Tardaron cinco horas en instalar nuevos cables en la grúa, asegurarlos al motor y alzar éste. Se retiraron los cuerpos, se lavó el casco, y luego se bajó otra vez el motor.
Una detenida inspección determinó que los daños producidos al motor no afectarían a su funcionamiento.
Sam estaba tan deprimido que le hubiese gustado acostarse y no levantarse en una semana. Pero no podía hacerlo. El trabajo tenía que continuar, y mientras hubiese allí hombres leales que controlasen su desarrollo Sam no quería que supiesen lo afectado que se sentía.
Sam disponía de bastantes ingenieros, pero Van Boom y Velitski eran los únicos del siglo xx. Aunque había procurado pregonar de palabra a través de los sistemas de tambores que necesitaba más, no había conseguido ninguno.
Al tercer día, llamó a Firebrass a su timonera para una conferencia privada. Tras darle un puro y whisky, le preguntó si quería ser su ingeniero jefe.
A Firebrass casi se le cayó el puro de la boca.
-¡Me dejas asombrado, camarada! ¿De veras es cierto lo que dices? ¿Quieres que sea tu número uno?
-Quizá sea mejor que hablemos en esperanto dijo Sam.
-Está bien -dijo Firebrass-. Aclaremos las cosas
¿Qué es lo que quieres exactamente?
-Me gustaría que obtuvieses permiso para trabajar para mí, sobre una base temporal, por supuesto.
-¿Por supuesto?
-Si quieres, el puesto sería permanentemente tuyo. El día en que el barco iniciase su largo viaje podrías ser su ingeniero jefe.
Firebrass guardó un largo silencio. Sam se levantó y se puso a pasear. De vez en cuando miraba por las portillas. La grúa había colocado ya el motor de estribor, y estaba asentando las partes inferiores del batacitor en el casco. Tendría unos diez metros de altura una vez instaladas todas sus partes. Tras su instalación, se comprobaría detenidamente el funcionamiento del batacitor y de los motores. Un doble cable de un metro de grosor correría a lo largo de sesenta metros, y su extremo libre podría unirse a la parte superior de la piedra de cilindros más próxima. Cuando la piedra desprendiese su tremenda energía eléctrica, esta se transmitiría mediante los cables al batacitor, el cual la almacenaría. Y luego la energía podría ir liberándose de modo controlado para alimentar los motores eléctricos.

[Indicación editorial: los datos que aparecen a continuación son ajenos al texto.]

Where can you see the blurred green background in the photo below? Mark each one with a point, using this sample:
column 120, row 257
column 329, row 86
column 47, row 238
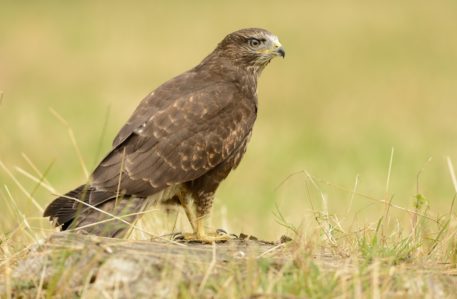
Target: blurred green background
column 359, row 78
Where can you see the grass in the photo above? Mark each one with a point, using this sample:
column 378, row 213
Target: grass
column 352, row 155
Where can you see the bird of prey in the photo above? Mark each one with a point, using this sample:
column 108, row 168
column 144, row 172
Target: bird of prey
column 182, row 140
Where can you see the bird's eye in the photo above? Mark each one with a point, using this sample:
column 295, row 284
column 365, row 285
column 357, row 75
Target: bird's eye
column 253, row 42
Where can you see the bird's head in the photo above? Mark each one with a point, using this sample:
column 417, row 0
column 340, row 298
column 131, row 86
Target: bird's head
column 252, row 48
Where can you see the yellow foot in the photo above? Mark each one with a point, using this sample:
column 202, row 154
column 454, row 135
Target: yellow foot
column 218, row 236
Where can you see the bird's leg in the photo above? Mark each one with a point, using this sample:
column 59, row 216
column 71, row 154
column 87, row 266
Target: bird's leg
column 197, row 217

Sam apartó la vista de la portilla.
-No es que esté pidiéndote que traiciones a tu país -dijo-. En primer lugar, lo único que tienes que hacer ahora es pedirle permiso a Hacking para trabajar a mis órdenes en la construcción del barco. Luego ya podrás decidir si quieres seguir o no con nosotros. ¿Qué es lo cinc preferirías? ¿Seguir en Soul City, donde en realidad hay poco que hacer y uno se aburre, o venir con nosotros a la mayor de las aventuras?

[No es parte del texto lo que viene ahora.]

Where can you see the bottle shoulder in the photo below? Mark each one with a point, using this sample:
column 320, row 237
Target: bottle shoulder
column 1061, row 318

-Pero, si aceptase tu oferta -dijo Firebrass, lentamente-, si aceptase, digo, no querría se ingeniero jefe. Preferiría ser jefe de vuestras fuerzas aéreas.
-¡No es un puesto tan importante como el de ingeniero jefe!
-¡Es un puesto de mucho más trabajo y responsabilidad! Pero me encanta la idea de volar otra vez y...
-¡Claro que podrías volar! ¡Cómo no! Pero a las órdenes de von Richthofen. Le he prometido que sería el jefe de nuestras fuerzas aéreas, que, en realidad, estarán formadas sólo por dos aviones. ¿Qué más te da ser o no el jefe con tal de poder volar?
-Es cuestión de orgullo. Tengo miles de horas más de vuelo que Richthofen, y en aparatos más complejos, mayores y más rápidos. Yo fui astronauta. He estado en la Luna y en Marte y en Ganímedes, y he orbitado Júpiter.
-Eso no significa nada -dijo Sam-. Los aviones que pilotarás son muy primitivos. Más aún que los de la Primera Guerra Mundial que pilotó Lothar.
-¿Por qué tienen que estar los negros siempre en segundo lugar?
-¡Eso es absurdo! -dijo Sam-. ¡Puedes ser ingeniero jefe! ¡Tendrás treinta y cinco personas a tus órdenes! Te aseguro que si no le hubiese hecho esa promesa a Lothar tendrías el puesto, puedes creerme.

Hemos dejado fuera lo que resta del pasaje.